Finland has been through a tumultuous history, not only in relation to gambling, but in general. Now a republic, it was once part of the kingdom of Sweden, and later on, the Russian empire. And while gambling may be considered legal within the country, the laws relating to the sector are quite complicated. The first slot machines were introduced to the country in the 1920s by Germany. Private businesses would soon exploit the opportunities created by such products, which forced a state intervention to allow only charities the licences to operate these machines in 1933. However, displeased firms and operations in the country would force the government to set up a company dedicated to overseeing slot gambling. Thus, in 1938, the Raha-automaattiyhdisty, or RAY, was set up.
In fact, Finland has been leaps and bounds ahead of many other countries in terms of the gambling industry, having had a government-controlled monopoly in place since before the Second World War. And despite the pressure of the European Union and its controversial gambling laws, as well as the introduction of the internet gaming landscape, the country’s regulation and structure towards gambling has barely changed at all since that time.
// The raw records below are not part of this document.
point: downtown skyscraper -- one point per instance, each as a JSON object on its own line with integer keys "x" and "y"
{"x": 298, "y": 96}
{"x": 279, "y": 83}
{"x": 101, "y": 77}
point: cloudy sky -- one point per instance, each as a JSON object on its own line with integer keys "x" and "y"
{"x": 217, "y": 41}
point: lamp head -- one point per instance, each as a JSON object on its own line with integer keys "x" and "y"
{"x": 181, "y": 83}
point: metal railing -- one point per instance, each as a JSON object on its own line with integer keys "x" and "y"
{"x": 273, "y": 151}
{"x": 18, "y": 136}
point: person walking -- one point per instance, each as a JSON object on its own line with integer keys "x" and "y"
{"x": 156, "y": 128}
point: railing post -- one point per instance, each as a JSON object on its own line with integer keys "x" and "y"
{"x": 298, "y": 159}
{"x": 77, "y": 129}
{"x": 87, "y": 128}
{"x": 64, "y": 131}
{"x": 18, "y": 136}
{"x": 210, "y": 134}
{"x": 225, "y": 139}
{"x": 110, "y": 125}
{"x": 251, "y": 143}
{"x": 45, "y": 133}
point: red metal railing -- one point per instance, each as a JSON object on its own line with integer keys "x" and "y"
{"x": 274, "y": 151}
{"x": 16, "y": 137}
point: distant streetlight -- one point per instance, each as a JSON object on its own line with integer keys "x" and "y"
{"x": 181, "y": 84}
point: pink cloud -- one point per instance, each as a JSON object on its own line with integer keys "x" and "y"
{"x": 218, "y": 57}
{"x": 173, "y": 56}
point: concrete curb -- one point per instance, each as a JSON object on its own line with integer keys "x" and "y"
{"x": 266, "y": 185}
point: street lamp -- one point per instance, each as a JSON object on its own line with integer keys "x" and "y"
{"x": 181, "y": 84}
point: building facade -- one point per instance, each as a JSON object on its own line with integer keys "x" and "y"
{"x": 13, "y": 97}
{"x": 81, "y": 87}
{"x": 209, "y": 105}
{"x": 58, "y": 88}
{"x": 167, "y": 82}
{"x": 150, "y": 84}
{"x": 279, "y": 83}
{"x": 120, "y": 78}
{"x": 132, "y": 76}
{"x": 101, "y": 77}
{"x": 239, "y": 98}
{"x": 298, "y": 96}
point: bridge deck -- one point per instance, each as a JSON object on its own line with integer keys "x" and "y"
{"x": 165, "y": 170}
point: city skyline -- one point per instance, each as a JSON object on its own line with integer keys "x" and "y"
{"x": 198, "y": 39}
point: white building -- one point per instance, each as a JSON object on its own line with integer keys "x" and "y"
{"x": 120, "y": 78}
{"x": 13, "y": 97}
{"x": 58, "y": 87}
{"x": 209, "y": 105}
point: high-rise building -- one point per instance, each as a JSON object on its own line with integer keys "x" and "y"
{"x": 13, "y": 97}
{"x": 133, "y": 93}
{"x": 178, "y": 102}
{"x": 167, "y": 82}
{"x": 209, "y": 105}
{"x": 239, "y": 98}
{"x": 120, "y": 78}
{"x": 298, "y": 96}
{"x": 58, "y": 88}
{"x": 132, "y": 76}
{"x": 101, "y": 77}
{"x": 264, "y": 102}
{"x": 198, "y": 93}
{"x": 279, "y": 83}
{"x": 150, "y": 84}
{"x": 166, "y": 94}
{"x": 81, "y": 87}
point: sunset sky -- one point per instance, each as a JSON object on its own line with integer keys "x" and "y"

As far as RAY goes, this is just one of the three Finnish organisations which form the government’s monopoly on gaming. The other two are Veikkaus Oy, which provides the Finnish national lottery, and Fintoto Oy, offering up parimutuel betting specifically tied to horse racing. Both of these invest any money raised on their games to different projects, with the former contributing to Finnish art and culture, sports or scientific works, and the latter being placed into Suomen Hippos, a government organisation which cares for horses.